Voilà une mince affaire, mais les journaux s’en sont emparés. La plaidoirie de Me Rousset, avocat de F. Buloz, est citée et commentée par eux. Ne lui font-ils pas dire, au sujet de la propriété des œuvres de Vigny, acquise récemment par la Revue : « La prose de M. de Vigny est hors de prix ! » On devine que le poète se montra blessé d’une telle expression. Me Rousset, cependant, rétablit les textes, et Vigny, apaisé, écrivit[1] :


« Monsieur,

« Je suis très sensible à vos témoignages de regrets, et à l’explication si loyale, si spirituelle, et si polie de M. Rousset. Je regrette infiniment l’ennui que cela doit lui avoir causé, mais veuillez bien lui dire qu’il n’en doit accuser que la Presse.

« C’est cette commère seule, comme il l’appelle, qui m’a appris faussement, ainsi qu’à tous les abonnés de la Gazette des Tribunaux et du Messager (du 3 juillet), que la marchandise de M. de V. était hors de prix, c’était ce que M. Buloz faisait dire par son défenseur. Je pensais bien qu’il était difficile que ces expressions eussent été celles d’un homme distingué comme l’est M. Rousset, et que cette plainte fût venue d’une personne aussi véridique que M. Buloz. Je suis bien aise de recevoir de M. Rousset une assurance positive de ce mensonge public, qui devait m’être d’autant plus sensible que j’ai refusé, pour être utile à M. Buloz, plusieurs autres journaux rivaux de la Revue, et plus opulens qu’elle. Mais l’opulence ne fut jamais une séduction pour moi, et je les ai peu regrettés.

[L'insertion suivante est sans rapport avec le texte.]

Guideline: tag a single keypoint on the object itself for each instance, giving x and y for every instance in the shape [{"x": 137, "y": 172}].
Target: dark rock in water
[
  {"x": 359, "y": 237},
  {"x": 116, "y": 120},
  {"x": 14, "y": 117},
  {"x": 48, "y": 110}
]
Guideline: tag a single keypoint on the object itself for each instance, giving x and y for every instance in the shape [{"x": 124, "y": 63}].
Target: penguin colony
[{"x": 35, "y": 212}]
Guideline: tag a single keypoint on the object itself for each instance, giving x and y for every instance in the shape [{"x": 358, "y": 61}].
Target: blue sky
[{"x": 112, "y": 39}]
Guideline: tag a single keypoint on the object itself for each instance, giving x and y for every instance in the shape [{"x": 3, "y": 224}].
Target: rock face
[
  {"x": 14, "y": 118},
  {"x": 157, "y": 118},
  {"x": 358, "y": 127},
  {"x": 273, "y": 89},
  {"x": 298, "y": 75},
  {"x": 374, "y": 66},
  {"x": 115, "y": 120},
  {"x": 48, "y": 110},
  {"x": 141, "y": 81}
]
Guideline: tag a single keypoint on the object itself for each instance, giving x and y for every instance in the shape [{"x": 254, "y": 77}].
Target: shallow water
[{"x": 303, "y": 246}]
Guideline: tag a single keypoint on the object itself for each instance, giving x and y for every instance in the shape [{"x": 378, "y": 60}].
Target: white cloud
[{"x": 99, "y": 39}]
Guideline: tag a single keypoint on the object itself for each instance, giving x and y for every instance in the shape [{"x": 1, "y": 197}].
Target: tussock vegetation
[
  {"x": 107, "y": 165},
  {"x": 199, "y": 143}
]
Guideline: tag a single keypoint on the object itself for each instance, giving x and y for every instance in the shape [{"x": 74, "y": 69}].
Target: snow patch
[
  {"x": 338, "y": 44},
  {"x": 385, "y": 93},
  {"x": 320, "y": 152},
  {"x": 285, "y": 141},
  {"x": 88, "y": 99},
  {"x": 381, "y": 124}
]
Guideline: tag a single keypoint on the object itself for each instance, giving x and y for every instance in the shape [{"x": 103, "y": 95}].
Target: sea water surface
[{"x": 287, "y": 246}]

« A présent, monsieur, je crois que pour que rien ne puisse nuire à l’opinion qu’on doit avoir de l’accord du directeur et des auteurs de la Revue, il serait bon que M. Rousset écrivît au rédacteur de l’un de ces journaux quelque chose qui ressemblât à ceci :

« Il est faux que j’aie déclaré au nom de M. Buloz rien de

  1. A M. Brindeau, de la Revue de Paris.